6/18 18:15 SNS時代の知性とは

バイアスを身につけるのって意外と難しい。フィルターバブルでバイアス強化する人もいるけど、適切な反省能力があって、相対主義的な正解のなさ / 絶対的価値の喪失にがんじがらめになっちゃってる人の方が多くない?っていう。そうした多方面への配慮こそが現代的な知性として扱われてる風潮あるかも。かつての演説家みたいな、言い切り型の演技性は、もはやカリスマでは無くなったのか。

6/18 18:23 天才とアイデンティティ

天才はカリキュラムを外れたところに宿る。カリキュラムは人間の能力を平均化・画一化してしまう(正規分布の裾を狭くする)。天才はカリキュラムから外れて、自由になった時間を自律的に使うところから、「極めて自然な流れで」類まれなる能力を育む。おそらくこれは人類全員が持っているポテンシャルだが、カリキュラムによって彼らの行動を制限してしまうところから可能性が遮断されているように思う。天才は人間性の極めて自然な帰結。カリキュラムから外す部分を意識的に作ることでどこかの分野で天才的になれる。
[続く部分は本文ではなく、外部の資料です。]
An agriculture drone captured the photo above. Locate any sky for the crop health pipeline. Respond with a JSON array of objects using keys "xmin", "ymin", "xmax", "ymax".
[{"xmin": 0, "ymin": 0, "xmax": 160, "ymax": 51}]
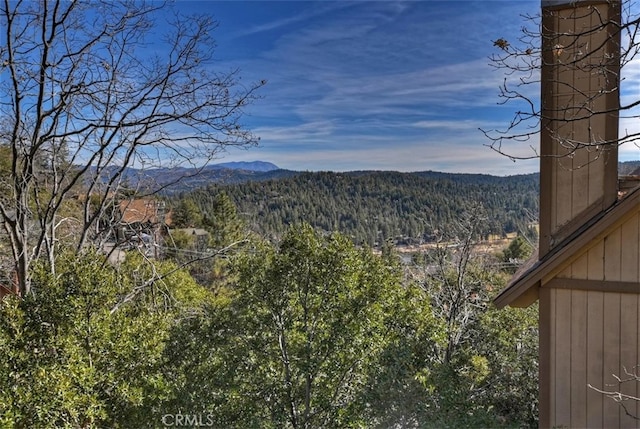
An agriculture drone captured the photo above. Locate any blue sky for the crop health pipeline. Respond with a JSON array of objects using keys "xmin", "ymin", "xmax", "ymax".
[{"xmin": 177, "ymin": 0, "xmax": 640, "ymax": 175}]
強さと弱さの両立的な話って、たぶんトレードオフに見えて全然そうじゃないというか、むしろ目的が一緒なのではないか。弱さに対する眼差しは、強さの足を引っ張るわけではない。むしろ凸凹を許容するあり方が、天才の育成と弱さの包摂、両方を満たすのであって、たぶん「人間だから全て画一的にコントロールできる」みたいなシステムの傲慢を排除していくところに、そうした問題の解決が見えてくる気がする。

アイデンティティは日々のミクロな行動の比率に直結する。所属によってアイデンティティを規定しようとするのが一番ダメ。自由になった時間をどう使うか、でアイデンティティを規定したいところだ。日常の繰り返し動作のうち、何なら愛せるのか?というミクロな視点で考えるべき。日常の繰り返し動作の中で、比較的好きなもの、あるいは耐えられるものの類型の中に「好きなこと」を見つける。まずは自律的なところ、自分一人の自由な時間から確保していき、それを少しずつ仕事に寄せていくようなイメージ?たぶん、仕事は「就活」みたいにめっちゃ張り切って見つけるものではないのかもしれない。短期集中のジャンプ型ではなくて、日常動作の延長でやっていくものではないか。

僕の場合、思想書を読むのが好きだが、その表現形式が「書くこと」でしかないことに閉塞感がある。それを「身体性」に拡張していくこと、表現形式が「文章」だけではなくて「モノ」になること。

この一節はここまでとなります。